Nice! Quite the formation. I think I managed to get a _schwarm_ done.


----------



## stona (Dec 24, 2014)

Very nice!
I managed four 1/32 scale aircraft, three 1/72 scale aircraft (all given to me to build as it's not really my scale) and the appalling old Airfix HMS Victory kit as a sort of challenge 
Cheers
Steve


----------



## fubar57 (Dec 24, 2014)

Nice. Note to self.....be more productive.

Geo

Reactions: Like Like:
1 | Like List reactions


----------



## Wurger (Dec 24, 2014)

A nice collection.


----------



## Capt. Vick (Dec 24, 2014)

Well done old boy


----------



## dneid (Dec 24, 2014)

fubar57 said:


> Nice. Note to self.....be more productive.
> 
> Geo



lol.... Hey, George, make some room in that boat for me, will you? I sure could stand to be more productive myself. Wanna be my modeling accountability partner?

Very nice collection you put together this year, Jeff. Very nice indeed. What kit is the B-17?


----------



## Jeff Hunt (Dec 25, 2014)

dneid said:


> lol.... Hey, George, make some room in that boat for me, will you? I sure could stand to be more productive myself. Wanna be my modeling accountability partner?
> 
> Very nice collection you put together this year, Jeff. Very nice indeed. What kit is the B-17?

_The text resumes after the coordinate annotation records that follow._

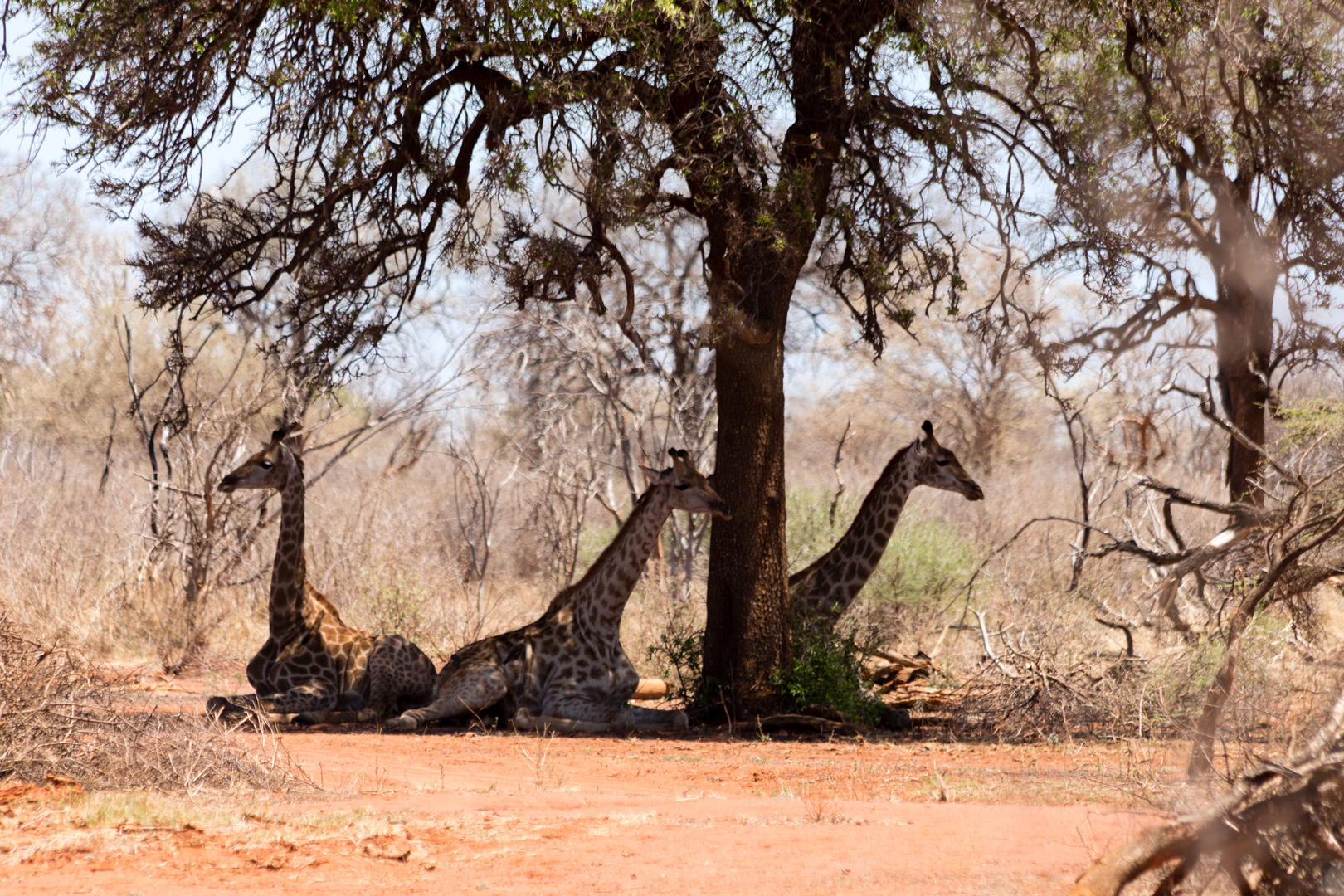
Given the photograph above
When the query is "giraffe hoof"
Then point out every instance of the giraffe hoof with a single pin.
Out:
(219, 707)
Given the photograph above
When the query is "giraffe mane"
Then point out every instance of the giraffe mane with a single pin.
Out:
(873, 497)
(640, 507)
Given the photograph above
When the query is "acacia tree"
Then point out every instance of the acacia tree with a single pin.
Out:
(1196, 155)
(402, 137)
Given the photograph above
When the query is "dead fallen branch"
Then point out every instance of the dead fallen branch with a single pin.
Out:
(65, 719)
(1274, 832)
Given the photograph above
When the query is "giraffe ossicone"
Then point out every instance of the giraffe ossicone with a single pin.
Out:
(567, 670)
(823, 590)
(314, 665)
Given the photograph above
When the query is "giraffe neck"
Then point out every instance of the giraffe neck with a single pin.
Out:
(290, 571)
(598, 598)
(830, 585)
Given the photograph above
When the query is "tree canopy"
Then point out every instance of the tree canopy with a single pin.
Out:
(396, 140)
(1194, 156)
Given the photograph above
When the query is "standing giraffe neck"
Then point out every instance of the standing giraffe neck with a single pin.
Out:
(598, 598)
(290, 571)
(828, 586)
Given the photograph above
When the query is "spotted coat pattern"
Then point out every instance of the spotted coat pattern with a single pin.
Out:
(314, 664)
(567, 670)
(825, 589)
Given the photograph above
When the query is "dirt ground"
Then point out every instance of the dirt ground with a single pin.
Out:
(453, 811)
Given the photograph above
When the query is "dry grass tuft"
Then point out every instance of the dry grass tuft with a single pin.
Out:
(65, 716)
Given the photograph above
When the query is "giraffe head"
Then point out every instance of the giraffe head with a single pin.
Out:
(938, 468)
(691, 490)
(268, 468)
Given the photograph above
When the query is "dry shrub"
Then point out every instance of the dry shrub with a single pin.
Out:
(65, 715)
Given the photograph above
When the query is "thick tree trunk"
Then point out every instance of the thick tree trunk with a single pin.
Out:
(1244, 329)
(746, 635)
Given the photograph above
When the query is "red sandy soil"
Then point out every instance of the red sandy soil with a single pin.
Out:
(452, 811)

Revell B-17F Memphis Belle but I used aftermarket decals.

Jeff


----------



## Airframes (Dec 25, 2014)

Great stuff Jeff. At my present rate of work, that would be around five year's worth production!


----------



## Catch22 (Dec 27, 2014)

A lot better than me! I've finished two in the past two years...both F4Us.


----------



## Wayne Little (Dec 28, 2014)

Done alright there Jeff!


----------



## Gnomey (Jan 8, 2015)

Good work Jeff!


----------